Those aren’t monster numbers by any means, but it was enough to convince the Jags to make Kirk their new No. 1 receiver. Time will tell if it was money well spent, but the Jags needed to do something to give Lawrence an influx of talent, and Kirk showed he can at least be a reliable chain mover with the ability to break off big plays as well.
Jones’ story is reminiscent of Kirk’s. He, too, was a second-round pick who found limited success, though his original team (Buffalo Bills) cut bait on him midway through his third year. His time with the Raiders was largely undistinguished as well until the release of Henry Ruggs created an opportunity.
It took a while, but Jones eventually moved into that No. 2 role behind Hunter Renfrow, catching 43 balls over the team’s final eight games. He’s a possession target with limited speed, however, and he’s far from a lock to work ahead of Marvin Jones.
Laviska Shenault Jr. and Marvin Jones Jr.

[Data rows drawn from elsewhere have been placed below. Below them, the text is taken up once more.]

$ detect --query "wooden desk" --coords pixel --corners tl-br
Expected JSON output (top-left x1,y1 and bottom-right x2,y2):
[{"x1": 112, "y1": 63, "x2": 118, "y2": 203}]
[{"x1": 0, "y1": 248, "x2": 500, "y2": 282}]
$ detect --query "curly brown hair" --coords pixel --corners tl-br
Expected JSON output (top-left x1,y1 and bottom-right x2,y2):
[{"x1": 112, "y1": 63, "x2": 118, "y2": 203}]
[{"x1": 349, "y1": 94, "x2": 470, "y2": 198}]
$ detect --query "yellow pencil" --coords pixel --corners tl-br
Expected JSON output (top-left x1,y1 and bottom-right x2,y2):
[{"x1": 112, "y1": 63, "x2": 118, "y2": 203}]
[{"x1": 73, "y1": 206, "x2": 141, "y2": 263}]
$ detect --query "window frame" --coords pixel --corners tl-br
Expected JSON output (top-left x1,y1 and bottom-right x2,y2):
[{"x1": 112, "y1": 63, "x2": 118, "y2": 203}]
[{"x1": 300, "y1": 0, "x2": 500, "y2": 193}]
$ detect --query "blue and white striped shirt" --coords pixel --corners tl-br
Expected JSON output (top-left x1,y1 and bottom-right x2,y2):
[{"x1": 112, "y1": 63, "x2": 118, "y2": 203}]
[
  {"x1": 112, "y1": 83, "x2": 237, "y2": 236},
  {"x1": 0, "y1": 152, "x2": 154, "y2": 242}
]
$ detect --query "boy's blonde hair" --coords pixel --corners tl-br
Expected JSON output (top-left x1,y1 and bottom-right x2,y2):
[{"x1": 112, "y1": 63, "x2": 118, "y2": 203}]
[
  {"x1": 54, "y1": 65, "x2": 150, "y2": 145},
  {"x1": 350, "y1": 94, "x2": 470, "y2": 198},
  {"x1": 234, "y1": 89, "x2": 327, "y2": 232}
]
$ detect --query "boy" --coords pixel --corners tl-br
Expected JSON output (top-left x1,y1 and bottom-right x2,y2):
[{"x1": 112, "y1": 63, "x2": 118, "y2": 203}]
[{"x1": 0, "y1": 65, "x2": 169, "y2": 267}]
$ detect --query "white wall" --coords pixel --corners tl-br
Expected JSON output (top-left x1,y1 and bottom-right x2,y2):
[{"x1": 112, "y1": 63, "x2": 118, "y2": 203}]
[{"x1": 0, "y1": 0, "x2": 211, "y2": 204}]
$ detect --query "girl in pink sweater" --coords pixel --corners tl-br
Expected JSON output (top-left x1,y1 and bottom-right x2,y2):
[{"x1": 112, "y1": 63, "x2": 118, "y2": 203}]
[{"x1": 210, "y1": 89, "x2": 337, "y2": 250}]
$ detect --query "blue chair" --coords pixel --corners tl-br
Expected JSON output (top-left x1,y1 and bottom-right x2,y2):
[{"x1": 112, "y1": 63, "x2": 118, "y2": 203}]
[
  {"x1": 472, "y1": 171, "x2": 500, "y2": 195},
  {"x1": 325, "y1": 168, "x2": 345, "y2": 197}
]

Shenault has 121 receptions for 1,219 yards in two NFL seasons. He’s also rushed for 132 yards. The Colorado product seems like a nice fit for a developing quarterback given his ability to work near the line of scrimmage and make plays in space, but he has struggled with drops and may be a bit redundant with running back Travis Etienne set to return from a foot injury that cost him all of 2021.
Jones (73-832-4) was the team’s leading receiver a season ago, but that was more about him being the last proven option standing than anything else. At 32, he’s on the downside of his career, and the deep speed that once defined him is gone. Jones looks primed to settle into a smaller role this year.
Fantasy football outlook
Although there’s expected to be a lot of competition for spots two through four on the depth chart — we didn’t even discuss Laquon Treadwell, who closed strong last year — the only name to know at this juncture is Kirk. He’s the one who nearly posted a 1,000-yard season with the Cards last year, and he’s the one who landed big money. Even then, Kirk profiles as a high-end WR4, which speaks to how unsettled (and uninspiring) this situation appears. There’s No. 3 potential if Lawrence makes strides.
Both Joneses and Shenault are viable fliers in deep setups and best-ball contests, but that’s only with the understanding they’re purely disposable roster depth.